EGOPOLY

Topics include: programming, Apple, Unix, gadgets, large-scale web sites and other nerdy stuff.

Why you should never use Javascript alerts, except for debugging

2007-11-06 09:19:59

I do not like Javascript alerts(). There are a number of big problems with them:

They are modal, and lock up the entire web browser in most implementations. Actually, all that I am aware of. Users can't hit the "back button" or even quit or close their browser normally when they are active. It's an obnoxious seizure of control by a program or website. It says: "Hey user, I am so important that I'm not going to let you do anything else until you deal with me." This might have had some twisted justification when people didn't use tabbed browsing. But now a browser is a container for multiple applications. Imagine if a modal dialog from one application on your computer locked out access to all the others. That would suck, no?

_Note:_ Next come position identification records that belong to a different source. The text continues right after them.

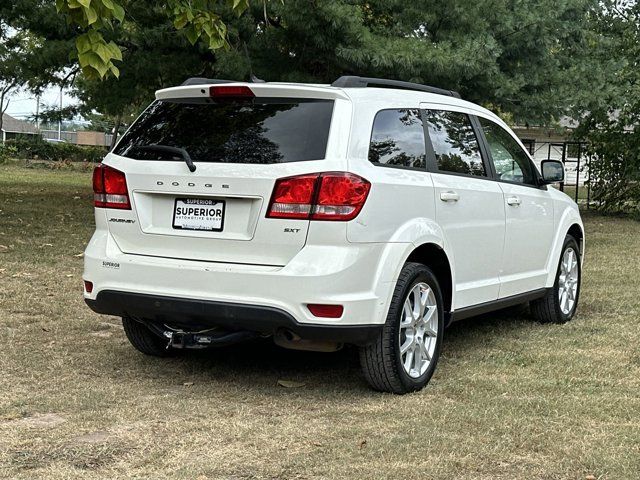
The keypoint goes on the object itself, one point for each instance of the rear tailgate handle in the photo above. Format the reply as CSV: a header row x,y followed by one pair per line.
x,y
449,196
513,201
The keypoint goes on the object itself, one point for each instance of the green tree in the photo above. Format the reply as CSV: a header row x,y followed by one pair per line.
x,y
15,50
532,61
195,19
612,123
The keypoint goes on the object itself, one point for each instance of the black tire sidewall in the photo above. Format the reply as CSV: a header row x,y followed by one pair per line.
x,y
421,274
569,241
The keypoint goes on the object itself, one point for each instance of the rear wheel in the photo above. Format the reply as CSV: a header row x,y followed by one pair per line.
x,y
144,340
404,356
560,303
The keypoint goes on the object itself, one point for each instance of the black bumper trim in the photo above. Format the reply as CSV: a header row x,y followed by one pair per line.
x,y
231,316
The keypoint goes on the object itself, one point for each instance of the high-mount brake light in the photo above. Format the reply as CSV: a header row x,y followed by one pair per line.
x,y
334,196
226,92
110,188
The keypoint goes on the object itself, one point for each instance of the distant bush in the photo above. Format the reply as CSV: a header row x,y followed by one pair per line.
x,y
7,152
39,149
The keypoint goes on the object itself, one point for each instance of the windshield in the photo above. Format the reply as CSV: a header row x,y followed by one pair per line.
x,y
259,130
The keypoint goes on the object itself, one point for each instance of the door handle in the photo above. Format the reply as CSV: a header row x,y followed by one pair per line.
x,y
513,201
449,196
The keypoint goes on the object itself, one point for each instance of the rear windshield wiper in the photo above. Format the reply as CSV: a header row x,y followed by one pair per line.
x,y
175,150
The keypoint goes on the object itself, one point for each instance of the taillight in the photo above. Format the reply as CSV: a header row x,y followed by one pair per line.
x,y
292,197
319,196
110,188
236,91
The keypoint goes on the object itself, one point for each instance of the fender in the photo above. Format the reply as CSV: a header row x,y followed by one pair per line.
x,y
411,235
567,218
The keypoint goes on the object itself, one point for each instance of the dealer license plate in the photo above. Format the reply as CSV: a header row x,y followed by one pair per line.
x,y
198,214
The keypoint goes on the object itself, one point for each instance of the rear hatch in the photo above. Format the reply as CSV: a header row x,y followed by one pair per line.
x,y
240,139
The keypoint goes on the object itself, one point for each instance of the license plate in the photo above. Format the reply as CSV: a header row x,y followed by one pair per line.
x,y
198,214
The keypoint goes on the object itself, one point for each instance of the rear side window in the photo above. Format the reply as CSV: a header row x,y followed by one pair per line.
x,y
397,139
511,162
454,143
253,131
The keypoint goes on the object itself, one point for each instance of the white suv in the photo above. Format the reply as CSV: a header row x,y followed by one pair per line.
x,y
370,212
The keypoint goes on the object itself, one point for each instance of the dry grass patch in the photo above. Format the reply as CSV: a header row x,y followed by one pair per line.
x,y
510,399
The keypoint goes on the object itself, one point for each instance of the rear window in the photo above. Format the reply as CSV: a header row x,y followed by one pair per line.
x,y
249,131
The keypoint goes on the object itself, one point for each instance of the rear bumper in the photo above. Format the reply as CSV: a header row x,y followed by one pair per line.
x,y
231,316
360,277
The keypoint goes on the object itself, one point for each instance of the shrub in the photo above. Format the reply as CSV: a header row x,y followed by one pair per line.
x,y
614,171
7,152
39,149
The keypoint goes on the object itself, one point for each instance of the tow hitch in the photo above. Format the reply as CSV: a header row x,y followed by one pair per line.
x,y
200,340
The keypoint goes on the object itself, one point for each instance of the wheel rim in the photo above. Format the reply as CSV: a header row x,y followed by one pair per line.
x,y
418,330
568,281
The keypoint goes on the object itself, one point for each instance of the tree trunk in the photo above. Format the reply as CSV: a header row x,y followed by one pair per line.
x,y
114,138
2,110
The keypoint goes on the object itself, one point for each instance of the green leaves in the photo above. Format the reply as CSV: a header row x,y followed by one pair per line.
x,y
198,20
95,54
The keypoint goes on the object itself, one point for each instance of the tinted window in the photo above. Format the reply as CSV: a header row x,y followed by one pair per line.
x,y
254,131
398,139
454,142
511,162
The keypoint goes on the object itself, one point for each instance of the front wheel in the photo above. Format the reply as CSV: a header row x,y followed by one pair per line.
x,y
404,356
560,303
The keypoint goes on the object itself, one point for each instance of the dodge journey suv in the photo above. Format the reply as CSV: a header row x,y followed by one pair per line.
x,y
368,212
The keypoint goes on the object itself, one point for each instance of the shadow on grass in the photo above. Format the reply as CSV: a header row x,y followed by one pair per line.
x,y
259,364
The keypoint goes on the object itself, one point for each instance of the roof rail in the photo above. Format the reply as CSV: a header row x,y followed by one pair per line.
x,y
349,81
205,81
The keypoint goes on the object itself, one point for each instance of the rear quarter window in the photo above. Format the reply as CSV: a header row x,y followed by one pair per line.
x,y
260,130
397,139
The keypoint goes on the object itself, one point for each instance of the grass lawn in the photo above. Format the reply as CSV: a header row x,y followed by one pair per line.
x,y
510,398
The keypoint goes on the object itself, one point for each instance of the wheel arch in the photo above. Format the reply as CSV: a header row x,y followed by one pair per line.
x,y
576,232
569,223
433,256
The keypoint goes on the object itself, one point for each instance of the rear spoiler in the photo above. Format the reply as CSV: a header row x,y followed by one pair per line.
x,y
265,89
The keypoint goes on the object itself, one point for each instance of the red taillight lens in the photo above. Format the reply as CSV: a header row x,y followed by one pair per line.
x,y
325,311
110,188
319,196
223,91
292,197
341,196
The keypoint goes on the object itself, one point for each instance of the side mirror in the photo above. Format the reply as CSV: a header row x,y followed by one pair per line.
x,y
552,171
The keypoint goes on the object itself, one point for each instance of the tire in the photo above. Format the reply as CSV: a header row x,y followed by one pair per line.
x,y
144,340
554,307
382,361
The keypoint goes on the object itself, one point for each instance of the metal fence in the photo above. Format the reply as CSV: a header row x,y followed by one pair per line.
x,y
576,163
70,137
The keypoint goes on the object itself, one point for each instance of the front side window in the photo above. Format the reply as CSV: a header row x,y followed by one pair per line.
x,y
454,143
397,139
511,162
259,131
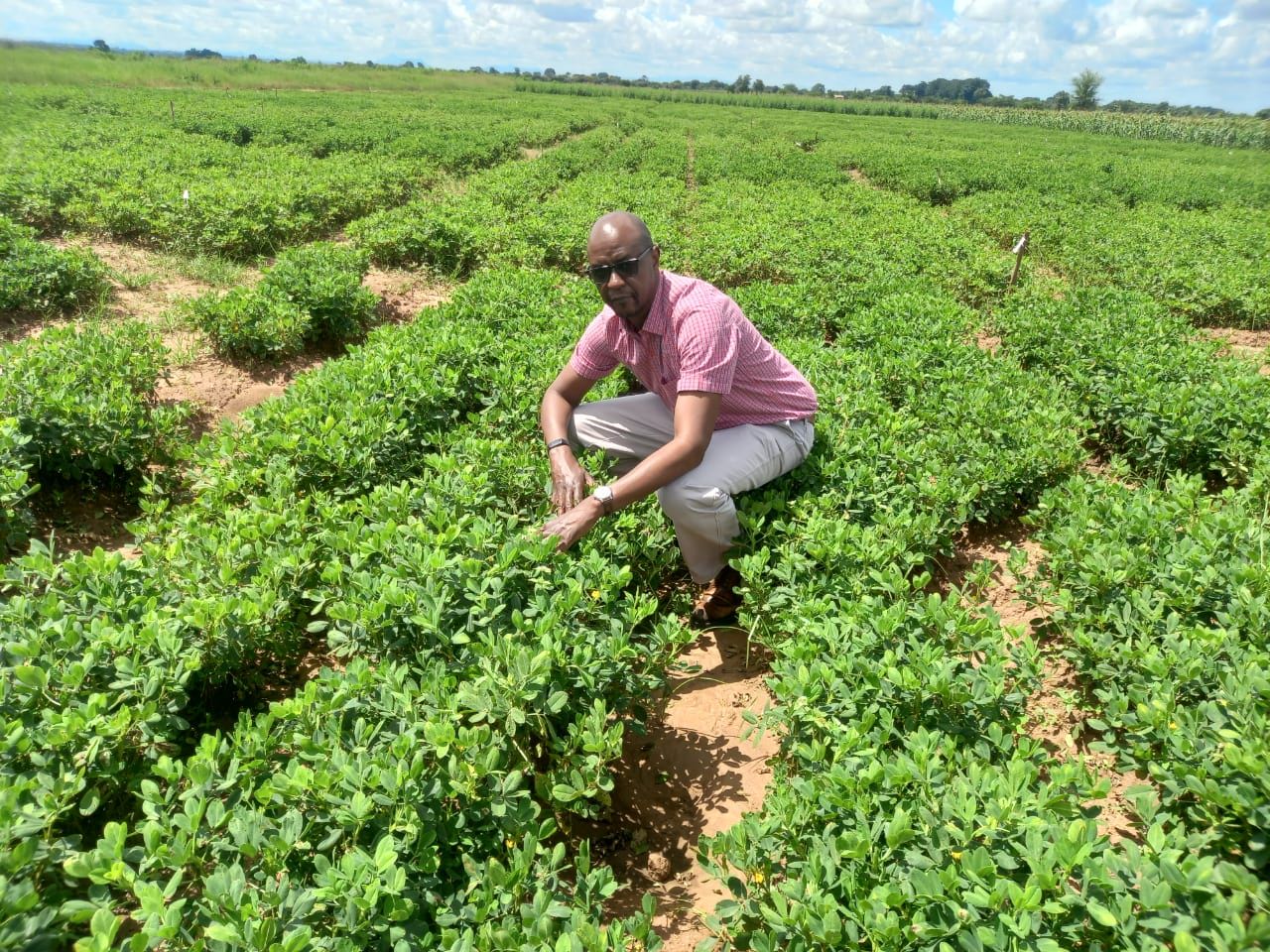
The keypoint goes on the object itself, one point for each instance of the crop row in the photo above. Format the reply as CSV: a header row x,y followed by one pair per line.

Furthermore, most alerts don't even give users more choices than "OK." They are just messages that the web site programmer has decided you REALLY MUST READ RIGHT NOW, and TELL ME WHEN YOU ARE DONE READING IT. Or no more fun for you. Javascript alerts are lazy alternatives to error pages. If you really want a user to read your error message, show them a page with nothing on it except your message, with a link back to continue. At least they can use the back button.

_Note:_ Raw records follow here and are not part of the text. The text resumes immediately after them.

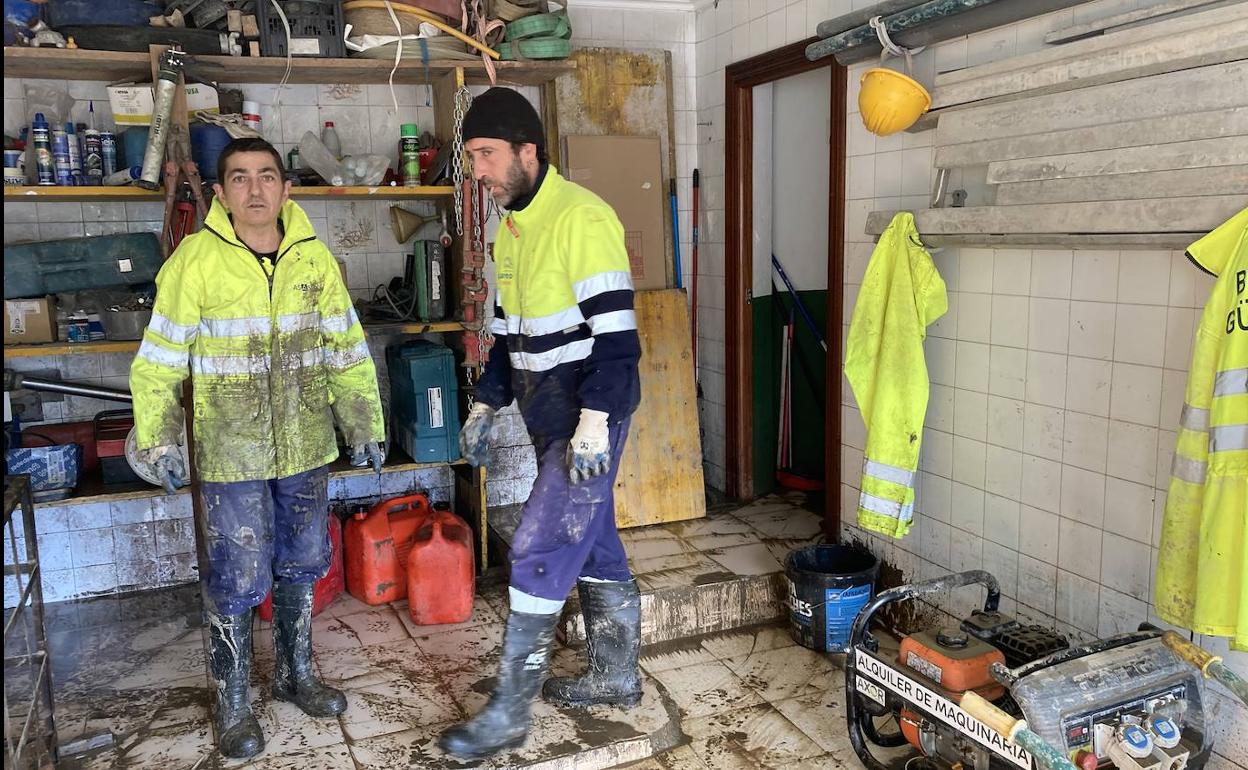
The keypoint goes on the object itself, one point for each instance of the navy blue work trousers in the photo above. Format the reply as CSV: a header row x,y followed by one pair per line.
x,y
568,531
257,531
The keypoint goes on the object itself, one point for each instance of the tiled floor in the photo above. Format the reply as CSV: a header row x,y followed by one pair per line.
x,y
134,668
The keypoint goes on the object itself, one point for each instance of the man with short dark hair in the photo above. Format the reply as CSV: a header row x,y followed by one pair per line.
x,y
255,311
567,350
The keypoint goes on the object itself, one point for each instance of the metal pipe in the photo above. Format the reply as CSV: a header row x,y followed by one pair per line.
x,y
16,380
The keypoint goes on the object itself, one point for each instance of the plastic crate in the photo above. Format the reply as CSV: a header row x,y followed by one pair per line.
x,y
316,28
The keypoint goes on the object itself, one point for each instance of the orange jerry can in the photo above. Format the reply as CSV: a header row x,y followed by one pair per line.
x,y
377,547
327,588
441,574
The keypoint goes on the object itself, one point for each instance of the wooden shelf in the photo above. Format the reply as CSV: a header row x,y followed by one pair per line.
x,y
79,64
139,194
91,488
124,346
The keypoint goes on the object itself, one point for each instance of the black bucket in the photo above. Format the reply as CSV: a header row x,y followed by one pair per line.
x,y
828,585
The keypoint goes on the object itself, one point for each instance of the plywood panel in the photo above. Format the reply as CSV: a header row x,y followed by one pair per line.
x,y
622,92
660,477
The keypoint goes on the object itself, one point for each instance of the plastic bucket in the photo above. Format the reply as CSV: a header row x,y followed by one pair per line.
x,y
828,585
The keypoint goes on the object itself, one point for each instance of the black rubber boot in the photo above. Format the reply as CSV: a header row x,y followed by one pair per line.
x,y
504,721
238,734
293,678
613,632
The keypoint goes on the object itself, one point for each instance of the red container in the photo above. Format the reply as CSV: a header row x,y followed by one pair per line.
x,y
327,588
441,575
378,543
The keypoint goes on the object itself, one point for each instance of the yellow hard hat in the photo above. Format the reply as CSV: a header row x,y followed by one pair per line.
x,y
890,101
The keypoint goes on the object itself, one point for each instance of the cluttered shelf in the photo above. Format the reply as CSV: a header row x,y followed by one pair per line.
x,y
91,488
137,194
124,346
79,64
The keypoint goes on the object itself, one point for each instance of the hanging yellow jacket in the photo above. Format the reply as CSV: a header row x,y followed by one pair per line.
x,y
901,295
1202,569
275,353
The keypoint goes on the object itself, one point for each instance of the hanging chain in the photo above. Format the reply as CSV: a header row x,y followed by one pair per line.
x,y
463,100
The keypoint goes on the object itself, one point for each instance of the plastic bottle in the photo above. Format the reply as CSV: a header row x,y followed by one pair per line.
x,y
45,166
75,149
409,155
330,139
124,177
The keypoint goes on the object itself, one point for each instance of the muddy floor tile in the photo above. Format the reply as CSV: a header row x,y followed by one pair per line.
x,y
380,625
746,559
706,688
756,736
789,672
783,523
394,706
745,642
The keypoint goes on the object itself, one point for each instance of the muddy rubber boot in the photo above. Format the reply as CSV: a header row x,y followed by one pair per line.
x,y
504,721
613,633
238,734
293,678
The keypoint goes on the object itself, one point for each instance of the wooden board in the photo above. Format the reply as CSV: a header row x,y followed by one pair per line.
x,y
1201,46
1107,217
1199,154
1136,16
1131,134
1224,180
660,477
622,92
1196,90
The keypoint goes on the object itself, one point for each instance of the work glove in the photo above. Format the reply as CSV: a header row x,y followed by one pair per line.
x,y
589,453
474,436
169,466
367,453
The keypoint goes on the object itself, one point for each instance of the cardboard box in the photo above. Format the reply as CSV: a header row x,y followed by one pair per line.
x,y
28,321
132,102
627,172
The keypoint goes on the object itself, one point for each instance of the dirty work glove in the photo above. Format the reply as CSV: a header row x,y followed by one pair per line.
x,y
589,453
367,453
474,436
169,466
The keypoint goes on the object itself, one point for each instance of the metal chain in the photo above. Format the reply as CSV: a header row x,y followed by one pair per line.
x,y
463,100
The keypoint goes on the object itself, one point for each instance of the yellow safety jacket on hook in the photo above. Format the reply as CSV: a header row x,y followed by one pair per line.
x,y
901,295
1202,570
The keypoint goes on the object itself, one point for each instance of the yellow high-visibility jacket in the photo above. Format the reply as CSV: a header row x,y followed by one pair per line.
x,y
901,295
1202,570
275,352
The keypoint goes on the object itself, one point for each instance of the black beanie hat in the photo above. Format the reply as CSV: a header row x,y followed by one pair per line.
x,y
503,114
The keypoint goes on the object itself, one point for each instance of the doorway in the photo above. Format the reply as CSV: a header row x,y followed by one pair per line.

You don't really have any idea what a web browser implementation of alerts is going to be like. Sure, you know what MSIE will do, and maybe you also know firefox. What about Safari? Opera on Linux? A mobile browser? What about somebody with dual monitors? It's very likely, that in many cases, an alert box will not look like the rest of your site, and might even end up hidden behind another window. That's a fun experience for a user.

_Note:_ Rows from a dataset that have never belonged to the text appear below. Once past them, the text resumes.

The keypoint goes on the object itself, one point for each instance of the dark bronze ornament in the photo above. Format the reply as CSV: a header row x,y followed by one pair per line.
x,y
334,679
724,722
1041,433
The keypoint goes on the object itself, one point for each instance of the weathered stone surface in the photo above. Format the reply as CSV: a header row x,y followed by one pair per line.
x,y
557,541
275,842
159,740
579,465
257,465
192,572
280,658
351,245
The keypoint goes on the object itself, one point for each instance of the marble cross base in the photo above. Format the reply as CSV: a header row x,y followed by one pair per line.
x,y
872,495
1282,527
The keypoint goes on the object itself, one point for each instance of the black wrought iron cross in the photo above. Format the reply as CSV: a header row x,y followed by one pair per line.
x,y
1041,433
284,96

Then there is the worst case, the one that costs your business its marginal revenue and profits. That's what I ran into today, and it prompted this rant. Check out this screen:

screenshot

Looks pretty harmless right? I should just fix my credit card number and move on. But no, this is an infinite loop of JS alerts. I click OK, and I get the same error again. I can't go back, because the dialog is modal and has locked out all browser controls. I can't go forward. I have to actually kill the browser and start over. But guess what? I'm feeling vindictive and angry so I go to amazon and pay $20 more for my hard drives. Petty, but satisfying.